Mots du Confiteor, dont l'application est fréquente dans le langage familier.
Je croyais faire opposition à l'Empire, tandis que, malheureux, je faisais obstacle à la Révolution. Je voulais embarrer le chariot d'Ezéchiel, forcer la main à celui qui règne dans les cieux et qui gouverne les républiques, comme dit Bossuet ; et c'était envers l'humanité que je me rendais sacrilège ! J'en suis puni : Mea culpa !
PROUDHON
L'Invalide russe, qui s'exalte pour la liberté de l'Italie centrale et demande l'abolition complète des traités de 1815, ne fait qu'exprimer son irritation individuelle contre la France et l'Autriche.
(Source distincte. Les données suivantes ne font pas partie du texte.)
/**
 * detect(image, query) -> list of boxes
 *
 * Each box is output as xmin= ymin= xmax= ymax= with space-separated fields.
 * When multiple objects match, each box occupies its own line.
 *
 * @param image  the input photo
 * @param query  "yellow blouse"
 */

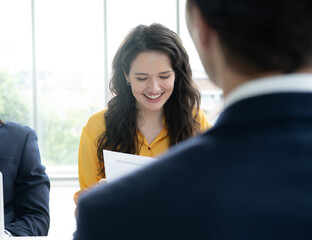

Sa doctrine pourrait même devenir très dangereuse pour la Russie, car si par hasard la question polonaise devait passer par une phase analogue à celle de la question italienne, il serait peut-être trop tard pour dire son mea culpa.
Le Siècle
Rome va tressaillir de joie. Un jeune savant, un écrivain qui lui a causé jadis quelques ennuis, et que, pour ce fait, elle a mis à l'index, M. Ernest Renan, prononce aujourd'hui son amende honorable, et afin de rendre sa conversion plus éclatante, pour que son mea culpa ait plus de retentissement, il se sert de l'organe du Journal des Débats.
L. JOURDAN

MEDIO DE FONTE LEPORUM
De la source même des grâces, des plaisirs (LUCRÈCE, Poème de la nature, liv. IV, v. 1126).
...Medio de fonte leporum
Surgit amari aliquid, quod in ipsis floribus angat.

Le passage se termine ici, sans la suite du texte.